«Lo que está pasando en Cataluña podría resumirse
en que no sabemos lo que nos pasa. Cuestión
de psicoanálisis. Todo se va al traste con el autogobierno.
La Cataluña intrigante, rural, quejosa y victimista se
hace con el poder llegando al paroxismo de
la estupidez política con Mas, Puigdemont y ahora con Torra»
El hartazgo por las cosas de Cataluña es palpable. Lo malo no será que la mayoría de españoles acaben hartos de los de esa república inexistente, idiotas, sino que tamaña idiocia termine arrastrando a los que nunca se les (nos) ha pasado ni remotamente por la cabeza ese dislate. Lo de la independencia de Cataluña es una especie de recurrencia que, de siglo en siglo, se apodera de algunos catalanes aventados, como un virus maligno, contagioso y expansivo. En eso estamos. La infinita paciencia cosmopolita y peninsular, española en suma, ha evitado siempre ese desgaje insensato y montaraz.
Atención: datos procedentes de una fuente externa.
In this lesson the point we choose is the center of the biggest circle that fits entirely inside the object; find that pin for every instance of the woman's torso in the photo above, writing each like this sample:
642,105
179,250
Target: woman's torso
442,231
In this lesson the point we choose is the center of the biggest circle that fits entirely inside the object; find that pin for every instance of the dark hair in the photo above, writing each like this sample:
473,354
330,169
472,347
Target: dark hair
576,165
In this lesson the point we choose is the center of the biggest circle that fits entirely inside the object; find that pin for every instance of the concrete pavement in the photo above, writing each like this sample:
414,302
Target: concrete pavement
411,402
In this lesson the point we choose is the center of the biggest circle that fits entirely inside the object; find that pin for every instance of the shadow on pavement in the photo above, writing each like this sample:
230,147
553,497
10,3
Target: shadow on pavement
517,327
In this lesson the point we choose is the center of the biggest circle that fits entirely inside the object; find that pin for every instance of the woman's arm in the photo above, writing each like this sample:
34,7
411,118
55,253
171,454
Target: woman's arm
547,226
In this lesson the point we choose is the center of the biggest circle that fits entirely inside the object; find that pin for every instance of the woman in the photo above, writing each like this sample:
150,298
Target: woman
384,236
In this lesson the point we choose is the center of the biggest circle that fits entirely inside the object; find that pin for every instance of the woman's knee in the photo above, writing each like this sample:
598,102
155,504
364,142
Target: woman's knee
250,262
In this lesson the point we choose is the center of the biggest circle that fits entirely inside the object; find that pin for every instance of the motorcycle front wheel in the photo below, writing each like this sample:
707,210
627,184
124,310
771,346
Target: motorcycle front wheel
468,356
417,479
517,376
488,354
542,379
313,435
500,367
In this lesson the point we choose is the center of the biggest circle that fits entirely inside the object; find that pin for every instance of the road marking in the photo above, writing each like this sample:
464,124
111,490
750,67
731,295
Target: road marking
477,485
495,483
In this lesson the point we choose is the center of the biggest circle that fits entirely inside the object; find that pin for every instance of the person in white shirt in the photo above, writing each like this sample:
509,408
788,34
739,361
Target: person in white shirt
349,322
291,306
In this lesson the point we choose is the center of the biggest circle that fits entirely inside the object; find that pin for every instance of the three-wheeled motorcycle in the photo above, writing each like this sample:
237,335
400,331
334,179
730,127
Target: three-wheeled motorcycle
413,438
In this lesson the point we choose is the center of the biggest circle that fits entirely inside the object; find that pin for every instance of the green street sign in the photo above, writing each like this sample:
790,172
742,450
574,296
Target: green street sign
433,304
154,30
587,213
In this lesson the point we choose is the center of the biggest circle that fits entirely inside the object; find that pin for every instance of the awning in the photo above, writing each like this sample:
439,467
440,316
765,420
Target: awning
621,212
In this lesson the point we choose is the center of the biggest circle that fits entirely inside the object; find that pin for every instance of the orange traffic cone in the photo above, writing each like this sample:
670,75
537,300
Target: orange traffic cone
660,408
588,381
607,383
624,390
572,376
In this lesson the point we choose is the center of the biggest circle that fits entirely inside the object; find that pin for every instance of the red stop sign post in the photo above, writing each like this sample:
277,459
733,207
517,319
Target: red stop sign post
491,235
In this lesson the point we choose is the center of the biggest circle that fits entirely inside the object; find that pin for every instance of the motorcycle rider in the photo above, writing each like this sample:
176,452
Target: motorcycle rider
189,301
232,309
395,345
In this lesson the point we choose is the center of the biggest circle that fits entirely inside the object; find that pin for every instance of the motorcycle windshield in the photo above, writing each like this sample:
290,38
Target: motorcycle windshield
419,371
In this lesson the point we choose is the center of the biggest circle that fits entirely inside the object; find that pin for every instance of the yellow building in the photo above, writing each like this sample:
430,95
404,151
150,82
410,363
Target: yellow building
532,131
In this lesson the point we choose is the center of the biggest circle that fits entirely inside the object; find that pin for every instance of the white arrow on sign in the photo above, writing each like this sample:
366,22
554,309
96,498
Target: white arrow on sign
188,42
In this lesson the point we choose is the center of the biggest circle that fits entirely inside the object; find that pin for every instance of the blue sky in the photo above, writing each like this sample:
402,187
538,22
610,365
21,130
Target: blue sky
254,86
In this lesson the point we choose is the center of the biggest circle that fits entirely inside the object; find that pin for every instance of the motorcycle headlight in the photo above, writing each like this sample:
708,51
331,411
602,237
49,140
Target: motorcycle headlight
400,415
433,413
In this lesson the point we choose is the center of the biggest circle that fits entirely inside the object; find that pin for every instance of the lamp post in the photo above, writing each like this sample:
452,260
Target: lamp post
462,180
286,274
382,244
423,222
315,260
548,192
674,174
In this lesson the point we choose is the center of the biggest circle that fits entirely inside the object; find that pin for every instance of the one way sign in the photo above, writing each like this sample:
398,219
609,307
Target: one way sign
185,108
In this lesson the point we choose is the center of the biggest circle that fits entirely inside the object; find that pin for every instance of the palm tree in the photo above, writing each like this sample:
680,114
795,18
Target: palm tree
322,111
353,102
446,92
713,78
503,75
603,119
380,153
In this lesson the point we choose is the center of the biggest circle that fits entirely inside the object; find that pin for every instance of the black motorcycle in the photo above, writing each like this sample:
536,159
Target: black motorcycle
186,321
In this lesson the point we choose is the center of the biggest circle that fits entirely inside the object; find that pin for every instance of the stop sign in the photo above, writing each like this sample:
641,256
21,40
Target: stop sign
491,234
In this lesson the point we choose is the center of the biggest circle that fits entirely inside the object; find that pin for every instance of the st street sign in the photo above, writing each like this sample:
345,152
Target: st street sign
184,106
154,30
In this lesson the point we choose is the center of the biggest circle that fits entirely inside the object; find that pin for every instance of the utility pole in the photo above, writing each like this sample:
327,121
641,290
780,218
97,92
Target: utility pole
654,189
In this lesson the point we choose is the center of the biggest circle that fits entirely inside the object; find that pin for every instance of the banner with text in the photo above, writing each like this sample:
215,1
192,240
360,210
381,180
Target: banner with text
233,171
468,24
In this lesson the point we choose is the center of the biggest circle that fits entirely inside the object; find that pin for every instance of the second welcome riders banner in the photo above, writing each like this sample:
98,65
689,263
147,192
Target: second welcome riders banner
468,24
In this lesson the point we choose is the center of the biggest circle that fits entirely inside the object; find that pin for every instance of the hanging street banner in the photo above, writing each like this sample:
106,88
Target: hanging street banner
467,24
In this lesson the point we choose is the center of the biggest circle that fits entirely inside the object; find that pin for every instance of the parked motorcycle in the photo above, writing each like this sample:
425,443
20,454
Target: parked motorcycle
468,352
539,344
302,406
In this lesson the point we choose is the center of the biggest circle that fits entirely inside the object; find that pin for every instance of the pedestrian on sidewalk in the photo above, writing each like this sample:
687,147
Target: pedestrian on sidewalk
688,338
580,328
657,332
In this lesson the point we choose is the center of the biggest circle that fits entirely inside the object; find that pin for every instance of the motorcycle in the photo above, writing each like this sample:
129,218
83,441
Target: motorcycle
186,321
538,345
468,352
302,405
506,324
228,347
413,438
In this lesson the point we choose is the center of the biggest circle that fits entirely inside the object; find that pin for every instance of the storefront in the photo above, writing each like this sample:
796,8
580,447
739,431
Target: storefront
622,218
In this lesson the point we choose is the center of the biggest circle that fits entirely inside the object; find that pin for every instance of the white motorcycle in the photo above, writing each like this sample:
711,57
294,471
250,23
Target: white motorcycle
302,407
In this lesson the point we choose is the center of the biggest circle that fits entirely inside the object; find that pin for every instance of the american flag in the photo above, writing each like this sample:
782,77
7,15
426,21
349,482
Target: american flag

1. «I catalani». Contesta Sánchez Ferlosio a Julián Marías sobre si en la Constitución de 1978 debe decirse castellano o español. Marías apelaba al cardenal Pietro Bembo (contemporáneo de Nebrija) diciendo que en Italia se hablaba ya en 1538 de español (spagnuoli) para referirse a lo que en Castilla se denominaba castellano. Pero resulta que también, como afirma Ferlosio, al catalán, que entonces se hablaba en la corte pontificia, se la tenía por otra lengua española, infiriendo que cuando Bembo se refiere a la corte de Alejandro VI, y de que en ella se hablaba con «voci» y «accenti spagnuoli», alude más bien al catalán o a las dos (catalán y castellano), ya que ambas lenguas se hablaban por igual en el Estado Pontificio. Es tal la influencia de i catalani que cuando Alejandro de Borja es elegido Papa (Calixto III) temen los italianos que la fortaleza de la Iglesia quede en manos de estos, dada la influencia de Alejandro sobre el Rey Alfonso V de Aragón. Escribe Ferlosio: «…los romanos, acostumbrados a la discreción que en punto de nepotismo habían mantenido Eugenio IV y Nicolas V, acrecentaron, por semejante tacha, su ya viejo odio hacia “i catalani”. Pedro Luis, un sobrino aventajado del Papa que tomó el apellido de Borja, cometió todo tipo de tropelías hasta el punto de que un cronista, Paolo di Ponte, afirma: E tutto quel tempo que regnao (Calixto III) mai non fu veduto lo piu triste goberno di ruberie ogni dí homicidii et cuestione per Roma, ne si vedevano se non Catalani».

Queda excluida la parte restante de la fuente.